Today has been a sick day. Nestled comfortably in our bed for most of the day, I didn’t allow this inconvenient cold to take me completely out of commission. Sure, it meant that I’ve only worked a little over an hour today, but I also didn’t allow it to ruin my spirits. With my husband by my side, today turned out to be a good one for the both of us.
I’ve been running myself a bit ragged lately. I don’t suppose it’s much different from the usual. However, it does often take its toll. I have horrible sleeping habits and despite knowing better, it persists. I worked in Atlanta yesterday and by the time I arrived home last night I knew that today would be one of those days where I bristle from the world and clung to the comforts of bed. My husband had been the instigator, having felt ill the day before. Today was my turn. I nursed him back to quick health and it was now my turn to feel under the weather.
My brother says that I’m a hypochondriac. I’m not. I just end up getting sick whenever I’m in the room with someone else who is sick. It’s just a shoddy immune system I think. I loathe being sick. As if I wasn’t moody enough as it is, being sick has always made me feel entitled to acting like a pouty brat. I crave the attention and being doting on when I’m sick. My husband is always there to oblige.
Being self-employed has its very obvious advantages. However, when you’re ill, you often spend a great deal of time thinking about having to make up the hours. If you don’t work, you don’t get paid. No sick time. But what has worked in my favor is in working ahead. If you work ahead, you can take the time you need for these types of inconveniences. So, today has been a little bit of a paid sick day. Those are nice if there is anything good that comes from being sick.

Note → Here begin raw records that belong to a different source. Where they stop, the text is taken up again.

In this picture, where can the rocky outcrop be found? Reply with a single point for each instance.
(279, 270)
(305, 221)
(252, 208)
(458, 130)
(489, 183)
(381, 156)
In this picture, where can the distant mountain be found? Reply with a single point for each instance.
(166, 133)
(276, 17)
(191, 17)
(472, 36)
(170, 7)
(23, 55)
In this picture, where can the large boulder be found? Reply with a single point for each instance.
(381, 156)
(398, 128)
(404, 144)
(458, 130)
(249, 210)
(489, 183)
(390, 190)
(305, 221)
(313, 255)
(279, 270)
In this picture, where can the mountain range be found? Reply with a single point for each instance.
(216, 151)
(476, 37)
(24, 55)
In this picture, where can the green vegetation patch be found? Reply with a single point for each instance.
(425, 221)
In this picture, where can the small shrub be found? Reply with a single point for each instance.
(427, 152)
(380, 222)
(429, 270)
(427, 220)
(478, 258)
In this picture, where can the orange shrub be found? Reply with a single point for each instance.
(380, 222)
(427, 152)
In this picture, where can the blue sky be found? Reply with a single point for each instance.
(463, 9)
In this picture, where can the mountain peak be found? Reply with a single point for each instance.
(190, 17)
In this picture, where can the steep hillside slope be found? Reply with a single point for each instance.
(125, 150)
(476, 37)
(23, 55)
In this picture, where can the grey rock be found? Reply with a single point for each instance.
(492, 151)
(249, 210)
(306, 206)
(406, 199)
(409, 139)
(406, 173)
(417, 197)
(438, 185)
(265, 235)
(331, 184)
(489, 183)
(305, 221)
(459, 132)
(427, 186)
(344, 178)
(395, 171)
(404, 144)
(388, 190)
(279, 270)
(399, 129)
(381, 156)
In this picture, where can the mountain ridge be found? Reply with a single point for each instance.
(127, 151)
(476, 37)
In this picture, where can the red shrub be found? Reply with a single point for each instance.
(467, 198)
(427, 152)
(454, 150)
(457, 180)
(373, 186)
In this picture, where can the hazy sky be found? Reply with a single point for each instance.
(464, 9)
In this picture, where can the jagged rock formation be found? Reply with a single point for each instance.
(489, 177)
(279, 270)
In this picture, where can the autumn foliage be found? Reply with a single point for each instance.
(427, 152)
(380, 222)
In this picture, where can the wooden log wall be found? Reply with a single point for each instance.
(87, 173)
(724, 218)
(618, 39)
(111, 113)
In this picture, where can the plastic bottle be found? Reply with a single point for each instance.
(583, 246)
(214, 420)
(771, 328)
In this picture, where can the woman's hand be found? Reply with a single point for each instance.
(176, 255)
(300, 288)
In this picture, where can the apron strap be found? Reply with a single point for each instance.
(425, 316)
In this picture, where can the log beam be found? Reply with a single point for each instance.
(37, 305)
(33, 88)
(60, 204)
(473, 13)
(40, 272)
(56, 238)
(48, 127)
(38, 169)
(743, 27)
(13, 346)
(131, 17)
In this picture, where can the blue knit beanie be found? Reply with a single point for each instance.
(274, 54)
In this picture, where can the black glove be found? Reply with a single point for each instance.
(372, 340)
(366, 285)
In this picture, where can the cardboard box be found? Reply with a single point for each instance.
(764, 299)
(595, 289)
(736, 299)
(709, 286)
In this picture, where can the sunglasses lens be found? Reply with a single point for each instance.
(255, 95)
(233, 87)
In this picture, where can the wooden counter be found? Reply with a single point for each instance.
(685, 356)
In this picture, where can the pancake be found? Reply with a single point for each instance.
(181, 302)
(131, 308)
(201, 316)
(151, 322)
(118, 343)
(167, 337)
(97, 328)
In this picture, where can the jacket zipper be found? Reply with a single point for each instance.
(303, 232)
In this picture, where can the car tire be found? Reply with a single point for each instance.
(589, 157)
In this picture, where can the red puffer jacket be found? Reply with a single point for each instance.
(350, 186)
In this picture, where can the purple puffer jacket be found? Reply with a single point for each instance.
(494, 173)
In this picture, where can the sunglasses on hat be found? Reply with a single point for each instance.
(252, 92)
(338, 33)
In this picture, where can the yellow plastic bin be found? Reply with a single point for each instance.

I’ve written a few new poems lately. For the year, I’ve written four. When I’m most tormented, I write poetry. That said, they are all poems about my exes and one about my husband. I look forward to posting them when the time is right. That’s code for when I feel like typing them. My poems are always handwritten. They’re almost always scribbled on a hotel notepad – The Ritz-Carlton, Fairfield Inn & Suites, you name it. That’s my life’s stationery. LOL.
I also finally finished our taxes this weekend. I was going back and forth on whether or not to file them or file an extension. The healthcare marketplace made an error on our 1095A, an error that I pointed out to them several months ago. Who knew that my doing the right thing would cost me an additional $1,500 in taxes and being told that I may as well file an extension because I wouldn’t get the corrected form before April 18. I have a high need for task closure and since I have become accustomed to filing an amendment, I filed them anyway. Considering the amount that we need to pay the IRS for 2015, there seemed like no better time than the present. How did this happen? Well, I neglected to pay estimated quarterly taxes for Q4 and so that coupled with having been given what resulted in being too much of the healthcare tax credit — we now owe the IRS several thousands of dollars. The upside is that we were able to pay all of our state tax bill and so we don’t owe both taxing entities. Also, I was able to pay off Q1 2016 taxes before the April 18th deadline. There’s always some sort of silver lining, right?!